Mol Psychiatry. 2023 Nov;28(11):4693-4706. doi: 10.1038/s41380-023-02244-3. Epub 2023 Sep 19.
Early life adversity (ELA) causes aberrant functioning of neural circuits affecting the health of an individual. While ELA-induced behavioural disorders resulting from sensory and cognitive disabilities can be assessed clinically, the neural mechanisms need to be probed using animal models by employing multi-pronged experimental approaches. As ELA can alter sensory perception, we investigated the effect of early weaning on murine olfaction. By implementing go/no-go odour discrimination paradigm, we observed olfactory learning and memory impairments in early life stressed (ELS) male mice. As olfactory bulb (OB) circuitry plays a critical role in odour learning, we studied the plausible changes in the OB of ELS mice. Lowered c-Fos activity in the external plexiform layer and a reduction in the number of dendritic processes of somatostatin-releasing, GABAergic interneurons (SOM-INs) in the ELS mice led us to hypothesise the underlying circuit.
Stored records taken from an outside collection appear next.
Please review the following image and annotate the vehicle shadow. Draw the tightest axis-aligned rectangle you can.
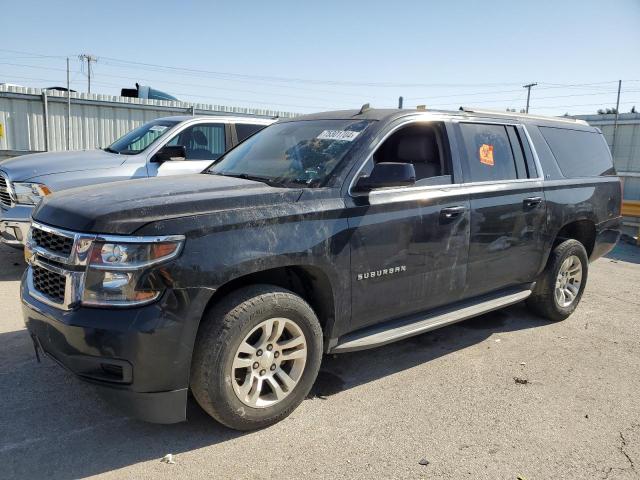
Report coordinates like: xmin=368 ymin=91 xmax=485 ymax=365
xmin=0 ymin=244 xmax=26 ymax=282
xmin=605 ymin=241 xmax=640 ymax=263
xmin=0 ymin=306 xmax=545 ymax=479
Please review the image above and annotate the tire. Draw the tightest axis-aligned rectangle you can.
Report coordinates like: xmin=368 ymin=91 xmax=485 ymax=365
xmin=526 ymin=240 xmax=589 ymax=322
xmin=190 ymin=285 xmax=323 ymax=430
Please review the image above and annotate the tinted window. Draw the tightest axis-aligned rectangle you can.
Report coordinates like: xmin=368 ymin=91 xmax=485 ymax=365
xmin=167 ymin=123 xmax=226 ymax=160
xmin=539 ymin=127 xmax=615 ymax=177
xmin=460 ymin=123 xmax=518 ymax=182
xmin=506 ymin=127 xmax=535 ymax=178
xmin=236 ymin=123 xmax=266 ymax=142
We recorded reduced synaptic inhibitory feedback on mitral/tufted (M/T) cells, in the OB slices from ELS mice, explaining the learning deficiency caused by compromised refinement of OB output. The reduction in synaptic inhibition was nullified by the photo-activation of ChR2-expressing SOM-INs in ELS mice. The role of SOM-INs was revealed by learning-dependent refinement of Cadynamics quantified by GCaMP6f signals, which was absent in ELS mice. Further, the causal role of SOM-INs involving circuitry was investigated by optogenetic modulation during the odour discrimination learning. Photo-activating these neurons rescued the ELA-induced learning deficits. Conversely, photo-inhibition caused learning deficiency in control animals, while it completely abolished the learning in ELS mice, confirming the adverse effects mediated by SOM-INs. Our results thus establish the role of specific inhibitory circuit in pre-cortical sensory area in orchestrating ELA-dependent changes.
早期生活逆境 (ELA) 导致影响个体健康的神经回路异常运作。虽然 ELA 引起的感觉和认知障碍导致的行为障碍可以在临床上进行评估,但需要通过使用多方面的实验方法,在动物模型中探究神经机制。由于 ELA 可以改变感觉感知,我们研究了早期断奶对小鼠嗅觉的影响。通过实施 Go/No-Go 气味辨别范式,我们观察到早期生活应激 (ELS) 雄性小鼠的嗅觉学习和记忆障碍。由于嗅球 (OB) 回路在气味学习中起着关键作用,我们研究了 ELS 小鼠 OB 中可能发生的变化。ELS 小鼠外丛状层 c-Fos 活性降低和释放生长抑素的 GABA 能中间神经元 (SOM-INs) 的树突过程减少,使我们假设潜在的神经回路发生了变化。我们记录到来自 ELS 小鼠 OB 切片中的 M/T 细胞上抑制性突触反馈减少,解释了 OB 输出细化受损导致的学习缺陷。用光遗传学激活 ChR2 表达的 SOM-INs 可以消除 ELS 小鼠中抑制性突触减少的影响。通过 GCaMP6f 信号量化的 Cadynamics 的学习依赖性细化揭示了 SOM-INs 的作用,而 ELS 小鼠中则不存在这种细化。此外,通过在气味辨别学习期间进行光遗传调制,研究了 SOM-INs 涉及的回路的因果作用。光激活这些神经元可挽救 ELA 引起的学习缺陷。相反,光抑制在对照动物中引起学习缺陷,而在 ELS 小鼠中则完全消除了学习,证实了 SOM-INs 介导的不利影响。因此,我们的结果确立了特定抑制性回路在协调 ELA 依赖的变化中的前皮质感觉区中的作用。